The whois server module deals with whois TCP socket handling and extracting individual queries. A new thread is started for processing each query. The parsing is performed by WhoisQueryParser, which then prepares the right RPSLDatabaseQuery objects. Each TCP connection maps to a single WhoisQueryParser instance. Most whois queries map to a single SQL query, but there are a few exceptions. Some state is also kept in the query parser, such as whether it’s operating in keepalive mode.

irrd.server.http

IRRd contains a very simple HTTP server for status info. There is only a single valid URL, /v1/status. This module contains the HTTP server.

irrd.updates

This module receives change requests by e-mail or direct submission. These are first parsed into individual submitted objects, along with their metadata like PGP signatures. The individual object changes are processed by ChangeRequest. This includes retrieving any existing objects, to determine whether the change is an add, update or delete. The new object has its syntax validated, and authentication and referential integrity checks are performed. Note that for one submission, possibly with multiple individual changes, a single authentication and reference validator is used, because their status may on the current validity of other changes in the same message. The ChangeSubmissionHandler resolves these co-dependencies.

The authentication validator will retrieve all relevant mntners for a particular change, and then attempt to pass an authentication method on one of them, given the authentication data provided. In addition, ChangeSubmissionHandler provides it with context on which mntner objects may be new in this same submission, which therefore can’t be found in the database and will require special handling.

The reference validator checks that all referenced objects exist, or in case of deletions, whether there are no more references to the object. Also here, ChangeSubmissionHandler provides context on the current submission, making it possible to delete two objects that depend on each other, in one submission. The information on the references between objects is provided by the RPSL Python objects from irrd.rpsl.

Updates to objects may involve a number of notifications, and a single submission may require notifications to the same or different destinations. For each authentication check, AuthValidator provides all potentially relevant mnt-nfy and upd-to attributes on mntners, ChangeRequest aggregates the correct one of these two options, depending on validation status, along with notify. This is then aggregated in ChangeSubmissionHandler to ensure no more emails are sent than needed.
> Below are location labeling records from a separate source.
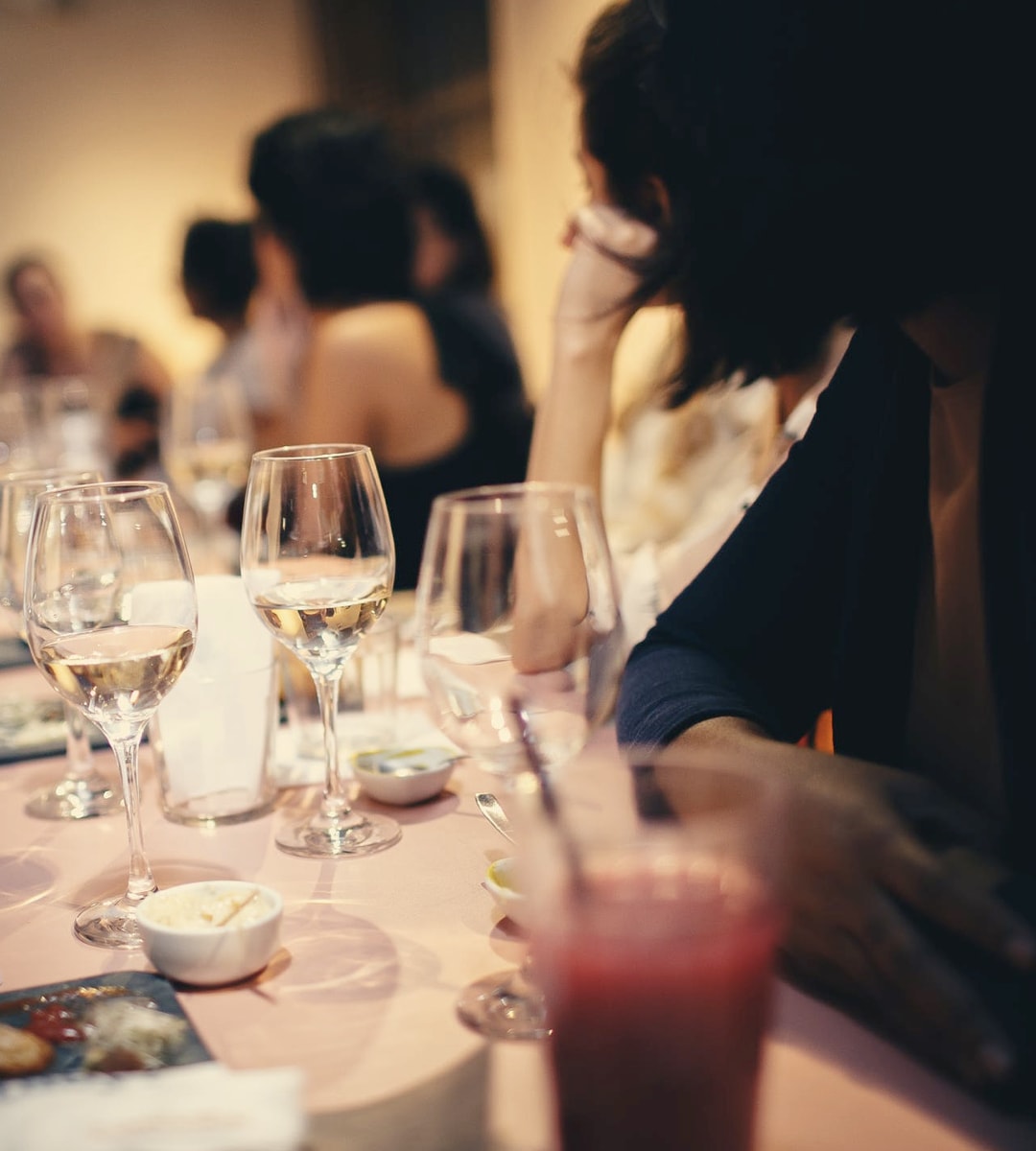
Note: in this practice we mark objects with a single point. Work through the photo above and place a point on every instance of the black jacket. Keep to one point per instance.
(811, 603)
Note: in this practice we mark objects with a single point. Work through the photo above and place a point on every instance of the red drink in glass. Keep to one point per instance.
(659, 1000)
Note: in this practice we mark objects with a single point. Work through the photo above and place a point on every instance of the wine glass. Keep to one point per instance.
(518, 633)
(318, 559)
(206, 446)
(110, 619)
(83, 791)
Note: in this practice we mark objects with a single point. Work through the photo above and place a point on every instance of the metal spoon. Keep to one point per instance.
(489, 806)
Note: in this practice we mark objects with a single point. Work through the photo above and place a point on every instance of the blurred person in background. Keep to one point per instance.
(453, 262)
(121, 380)
(220, 277)
(381, 367)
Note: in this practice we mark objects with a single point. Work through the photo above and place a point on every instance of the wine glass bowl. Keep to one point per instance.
(83, 791)
(521, 645)
(318, 561)
(110, 619)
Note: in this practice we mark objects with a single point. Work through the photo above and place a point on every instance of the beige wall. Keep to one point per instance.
(120, 120)
(534, 44)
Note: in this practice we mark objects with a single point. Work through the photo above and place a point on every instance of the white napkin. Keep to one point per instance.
(200, 1108)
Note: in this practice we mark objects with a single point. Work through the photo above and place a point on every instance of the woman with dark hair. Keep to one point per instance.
(220, 277)
(453, 252)
(674, 475)
(862, 162)
(384, 369)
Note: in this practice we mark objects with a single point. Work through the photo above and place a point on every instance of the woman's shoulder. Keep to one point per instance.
(371, 323)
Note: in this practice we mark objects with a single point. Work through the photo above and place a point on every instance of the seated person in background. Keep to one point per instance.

All objects submitted to IRRd in this way are processed with strict object validation.

irrd.storage

The storage module handles any interaction with the SQL database. It offers abstractions to perform complex SQL queries, processing new/updated/deleted objects, and automatic journal keeping. It’s documented in more detail in its own documentation.

irrd.rpsl

The RPSL module handles RPSL objects along with their syntax, metadata, validation and extraction of values like primary keys. It is mainly used when processing imports, NRTM streams and submissions with changes. The particulars of object validation are documented in more detail.

The Python representations of RPSL objects in this module also provide contextual information on the relation between objects. Some, like RPSLMntner, contain additional logic such as validating passwords against a mntner object.

irrd.mirroring

The mirroring module deals with mirroring other databases. This can be done by periodic full imports, or by an initial import followed by an NRTM stream.

A hook to the Twisted framework regularly calls a scheduler, which in turn starts the appropriate mirror update runners. Based on the state of the database and configuration (e.g. is there currently any data? is an NRTM host configured?) the update is either performed by updates from an NRTM stream, or by running a full import. A full import can also be forced by an admin by setting a flag in the database.

Upon each full import, the entire RPSL journal for this mirror is discarded, as the local copy can no longer be guaranteed to be complete.

See the mirroring documentation for more details. All objects received from mirrors are processed with non-strict object validation.

irrd.conf

The configuration module provides other modules access to the IRRd configuration. It loads a default config, followed by the user’s config file. A SIGHUP will reload the configuration, but only after all checks have passed on the new config. However, some settings are only read on startup, and therefore will not take effect until a restart.

The different settings and when they take effect are listed in the configuration documentation.

irrd.scripts

This module contains scripts intended to be run from the command line. Most are aimed at development, except submit_email:

  • submit_email will read an email with updates from stdin and process them. This is the expected entry point for processing incoming email.

  • submit_changes will read direct RPSL submissions from stdin and process them. It does not support PGP.

  • rpsl_read reads files with RPSL data, and inserts them into the database. It is mainly intended for testing, as it does not include aspects like source status metadata updates.

  • query_qa_comparison is used for QA tests in query handling.

Note that as separate scripts, they always acts on the current configuration file - not on the configuration that IRRd started with. The latter two scripts are not included in distributions.

irrd.utils

The utils module contains a few parts used in other places:

  • A class for extracting text and PGP metadata from plain and multipart emails, along with other metadata.

  • A wrapper around gpg to validate an inline or PGP/MIME signature.

  • Sample RPSL objects used for tests.

  • Text utilities for working with RPSL paragraphs and lines. Notably, when separating RPSL object lines, Unicode newline characters must not be considered newlines, which is contrary to the behaviour of built-in Python functions.

  • A small whois client, used by the status info page.

1

This diagram was made with draw.io, and the source file is part of this repo.